Fans of film advertising rejoice! Synapse has combined the first two DVD editions of 42nd Street Fovever and some brand new selections onto a single Blu-ray, simply titled 42nd Street Forever: The Blu-ray Edition.

The idea of sitting and watching nearly four hours of film trailers may seem off-putting to some, while it is the personification of heaven to others. I sit somewhere in the middle. As a fan of cinema of every stripe, it’s interesting to see a collection of trailers for many films I have not seen and probably never will be able to.

The collection is broken down into genre and sub genre groups. Everything from blacksploitation, sex films (some of them marketed as “educational” to get around censorship) and mondo cinema, to horror and sci-fi of the cheapest order is represented here. A few of my favorites include the outrageously titled, Honky, about young love between a while man and a black girl. The narrative voice over intones: “Two tuned in, today kids in love and in trouble!” The dryly suggestive “Teenage Mother” boasts, “It may well be the most important film you ever see.” The inanity that is Luigi Cozzi’s Star Crash is also here to ogle, with Caroline Munro wandering around looking confused.
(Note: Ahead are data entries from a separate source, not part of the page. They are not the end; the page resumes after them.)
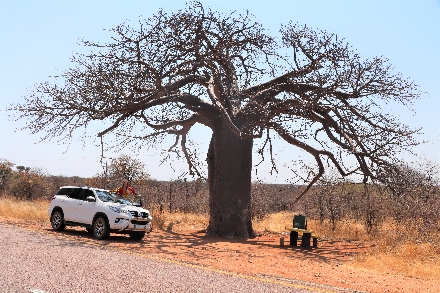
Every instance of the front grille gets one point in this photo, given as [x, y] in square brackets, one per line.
[134, 213]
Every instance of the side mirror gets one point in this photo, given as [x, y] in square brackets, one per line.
[140, 200]
[90, 199]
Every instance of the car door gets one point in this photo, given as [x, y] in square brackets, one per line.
[69, 204]
[85, 210]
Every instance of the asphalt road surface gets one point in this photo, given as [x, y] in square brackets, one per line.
[38, 263]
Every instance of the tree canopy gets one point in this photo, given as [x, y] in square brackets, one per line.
[172, 71]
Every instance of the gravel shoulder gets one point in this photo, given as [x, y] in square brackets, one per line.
[261, 257]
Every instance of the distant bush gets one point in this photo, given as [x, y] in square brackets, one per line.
[27, 184]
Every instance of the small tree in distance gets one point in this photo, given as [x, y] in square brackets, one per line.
[122, 168]
[196, 66]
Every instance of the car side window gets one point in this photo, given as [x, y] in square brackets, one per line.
[88, 193]
[64, 191]
[75, 193]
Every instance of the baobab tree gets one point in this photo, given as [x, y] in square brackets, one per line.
[196, 66]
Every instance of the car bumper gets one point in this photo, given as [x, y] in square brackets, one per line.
[131, 224]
Video wise, it’s really a mixed bag. Some of these look quite impressive in HD, where as others are so washed out and grungy that no remastering can fix the problems, and in some cases makes them look worse. But considering the wildly varying conditions of these bits of film history, the fact that they are presented at all is what’s important.
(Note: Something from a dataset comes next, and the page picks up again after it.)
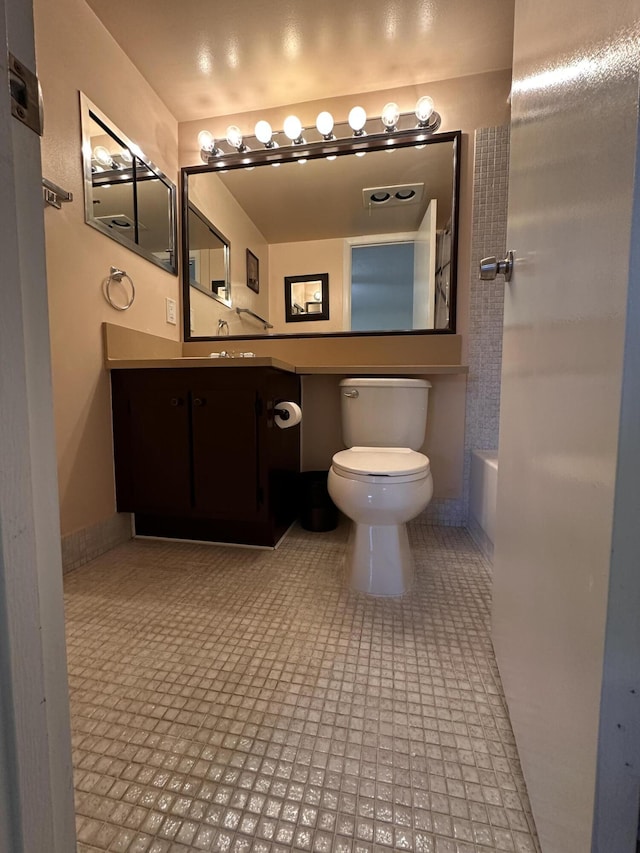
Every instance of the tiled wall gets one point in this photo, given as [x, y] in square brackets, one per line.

The audio does what it can, and again the quality is all over the map, but I never ran across any trouble understanding any dialogue, and the audio levels vary from trailer to trailer. The bonus features are relegated to a full-length audio commentary, covering the entire near four hour compilation, and it’s a riot. AV Maniacs’ Edwin Samuelson, Fangoria’s Michael Gingold and Temple of Schlock’s Chris Poggiali sound like they’re having a great time and it’s a fun listen.
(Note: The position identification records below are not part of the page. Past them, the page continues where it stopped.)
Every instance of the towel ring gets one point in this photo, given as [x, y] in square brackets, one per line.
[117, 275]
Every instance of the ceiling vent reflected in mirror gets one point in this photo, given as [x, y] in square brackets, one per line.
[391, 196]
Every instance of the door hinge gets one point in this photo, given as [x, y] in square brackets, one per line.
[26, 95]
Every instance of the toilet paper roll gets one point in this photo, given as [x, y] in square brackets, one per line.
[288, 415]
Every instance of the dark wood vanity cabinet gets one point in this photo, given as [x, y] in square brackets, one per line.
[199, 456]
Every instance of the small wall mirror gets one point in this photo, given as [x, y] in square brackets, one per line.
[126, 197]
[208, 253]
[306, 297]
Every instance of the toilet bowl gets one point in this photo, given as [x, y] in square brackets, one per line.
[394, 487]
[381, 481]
Synapse has done a great job of compiling this collection of eighty plus trailers and fans of cinema should do themselves a favor and try to find a way to check it out, if only for the education of watching these little slices of advertising. Sadly, some of these films are probably lost to time and this is the only thing that remains of them. That makes the collection even more valuable for film buffs and historians, or anyone with an interest in the rough stuff.